Il s’appelle Daniel Blake, mais pourrait tout aussi bien s’appeler Daniel Dupond. En Angleterre comme en France et ailleurs, pas de pitié pour les Daniel et leurs semblables quand, à 59 ans, ils se retrouvent à la marge du monde enchanté du travail. Daniel Blake, lui, a bossé toute sa vie comme menuisier dans sa ville de Newcastle avant que des problèmes cardiaques lui interdisent de poursuivre sa tâche professionnelle. Invité par son médecin à cesser toute activité professionnelle, Daniel se retrouve face à une situation 100 % absurde et 100 % dramatique. Les services sociaux refusent de l’indemniser suite à des problèmes administratifs et ce héros de notre temps, pour espérer gagner un peu d’argent, se doit donc de pointer au Pôle Emploi local pour quémander un job qu’il ne pourra pas accomplir vu sa santé précaire.
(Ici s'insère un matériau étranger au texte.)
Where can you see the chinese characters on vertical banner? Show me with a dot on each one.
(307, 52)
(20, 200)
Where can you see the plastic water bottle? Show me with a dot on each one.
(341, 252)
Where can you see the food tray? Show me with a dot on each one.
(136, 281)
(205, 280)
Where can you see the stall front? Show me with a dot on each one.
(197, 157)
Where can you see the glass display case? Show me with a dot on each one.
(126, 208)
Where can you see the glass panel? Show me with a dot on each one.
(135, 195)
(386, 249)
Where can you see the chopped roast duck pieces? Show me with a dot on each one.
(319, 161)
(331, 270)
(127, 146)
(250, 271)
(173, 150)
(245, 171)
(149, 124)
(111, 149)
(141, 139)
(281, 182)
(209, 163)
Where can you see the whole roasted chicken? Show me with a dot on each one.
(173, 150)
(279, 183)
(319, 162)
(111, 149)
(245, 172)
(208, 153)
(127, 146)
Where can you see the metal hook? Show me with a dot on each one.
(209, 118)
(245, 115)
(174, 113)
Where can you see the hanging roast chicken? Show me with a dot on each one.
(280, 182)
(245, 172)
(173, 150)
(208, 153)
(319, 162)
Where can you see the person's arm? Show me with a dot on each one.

Circonstance aggravante : Daniel Blake n’a jamais vu un ordinateur de sa vie et il ne comprend que couic aux subtilités de la modernité numérique, évidemment plébiscitée par les petits soldats des "Job Center", qui n’hésitent pas à radier ceux qui ignorent ce que signifient les mots "connecter" et "actualiser". Quel avenir pour Daniel Blake ? That is the question…
Un âge canonique, mais une colère de jeune homme ! Dans Moi, Daniel Blake, l’inusable Ken Loach, 80 ans, suit au plus près son personnage dans les dédales d’une administration du chômage qui, plus ou moins consciemment, broie les "faibles". Digne, obstiné, pudique, Daniel Blake ne s’apitoie jamais sur sont sort, ne pleurniche pas, combat avec ce qui lui reste de force et, quand il en a l’occasion, vient en aide à plus mal-en-point que lui. Par exemple à Katie, une jeune femme qui survit avec ses gosses dans un foyer d’accueil à 500 km de sa ville natale. Tout comme son protagoniste émouvant, Ken Loach, dans son nouveau film, ne sombre jamais dans la sensiblerie et le misérabilisme, mais met en scène avec une puissance et une justesse de chaque plan une certaine réalité contemporaine qui ne fait aucun cadeau à ceux qui ne répondent pas aux standards de la compétitivité. Implacable jusqu’à son terme, Moi, Daniel Blake, on l’aura compris, n’a rien d’une comédie frivole, mais tout d’un grand film poignant et enragé. La palme d’or reçue à Cannes en mai dernier par Ken Loach, la seconde dix ans après Le vent se lève, est venue récompenser cette fiction bouleversante qui regarde son époque dans le blanc des yeux. La preuve que les jurys n’ont pas toujours tort.
Moi, Daniel Blake, de Ken Loach, avec Dave Johns, Hayley Squires, Dylan McKiernan… Sortie le 26 octobre.